3. As noticed, the claim of plaintiff was that he had been appointed as a Deputy Director even initially and the revised scale of pay of Deputy Directors had been shown in the concerned Order as Rs.1200-1850/- and consequently, he is entitled to salary at that scale from 1.1.1978 as per the recommendations of the Third Pay Commission accepted by the State of Punjab and brought into effect.

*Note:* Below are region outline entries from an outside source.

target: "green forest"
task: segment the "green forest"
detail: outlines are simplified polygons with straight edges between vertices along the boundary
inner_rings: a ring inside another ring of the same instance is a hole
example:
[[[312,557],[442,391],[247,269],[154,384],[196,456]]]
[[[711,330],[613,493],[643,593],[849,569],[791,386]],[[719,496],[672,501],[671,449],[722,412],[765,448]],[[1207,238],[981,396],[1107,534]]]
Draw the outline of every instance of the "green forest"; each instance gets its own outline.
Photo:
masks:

4. The defendants filed a written statement denying the claim of the plaintiff that he was appointed as a Deputy Director. It was pointed out with reference to the Order of appointment relied on by the plaintiff himself, that he was temporarily appointed to the post of Punjab Agricultural Service Class-I officer, on a scale of pay of Rs.400-1250/- and that scale had been revised with effect from 1.1.1978 only to Rs. 940-1850/- and hence the plaintiff was not entitled to the higher scale of pay as claimed by him. It was further pleaded that the post of Deputy Director in which the plaintiff was intermittently working was only an interchangeable post manned by Class-I officers in the Punjab Agricultural Service. It was also pleaded that going by Rule 11 of the Punjab Agricultural Service (Class-I) Rules, 1974, the position of Deputy Director was not a promotion post for a Class-I Officer and consequently the claim of the appellant that he was holding a post higher than that of a Class-I officer, was untenable. It was an interchangeable post that he was holding and he had himself worked as Class-I officer during his career and had also occasionally worked as Deputy Director. It was pleaded that the decision in Mewa Singh’s case had no application and could not be made use of for grant reliefs to the plaintiff. It was also specifically pleaded that the suit was barred by limitation, the cause of action for the relief of declaration having arisen as early as on 13.3.1980 and the suit having been filed only on 20.12.1993. It was also pleaded that no decree could be granted for so-called arrears from 1.1.1978 as claimed in the plaint. We may incidentally notice that the plaintiff has not quantified or valued any arrears as due to him.
C.A. NO. 5854 OF 2005
5. The facts of this case are also on a par with the litigation giving rise to C.A. No. 5847 of 2005. Here, the plaintiff, who was appointed as a Class-II officer was promoted as Class-I Officer on a scale of pay of Rs.400-1250/- by Order dated 10.6.1977 and was posted as Deputy Director, Agriculture (I.C.D.P.), Mukhtasar. The Civil Suit No. 894 of 1993 was filed on 25.11.1993. The prayers in the plaint are identical with the ones in Civil Suit No. 665 of 1993 giving rise to C.A. No. 5847 of 2005. The claim is also made on the same basis. The suit was resisted on the same lines by the defendants. The question that has to be tackled herein is the same as the one arising in C.A. No. 5847 of 2005 including the question of limitation and hence no separate discussion is needed.
C.A. NO. 5853 OF 2005
6. The respondent- plaintiff filed Civil Suit No. 82 of 1993 on 6.5.1993 praying for a declaration that he was legally entitled to be placed at Serial No. 12 instead of at Serial No. 20 in the seniority list prepared in the year 1980 of the Punjab Agricultural Service Class-I (Administrative) officers of the Agricultural Department issued by the Punjab Government on 26.2.1980 and for a mandatory injunction directing the defendant State of Punjab, to fix the seniority of the plaintiff at Serial No. 12 in the Seniority List of Class-I Officers of the Agricultural Department prepared in the year 1980 and granting the plaintiff proforma promotions in accordance with his actual seniority in the Department with retrospective effect after placing him at Serial No. 12 in the Seniority List. He also prayed for a mandatory injunction directing the defendant to release the arrears of his pay and emoluments along with interest at the rate of 18 per cent per annum from the dates when they became due till their actual recovery in view of his denied promotions to which he was legally entitled to and also to grant him all the service benefits and arrears from the back date to which he was found legally entitled to in the facts and circumstances of the case.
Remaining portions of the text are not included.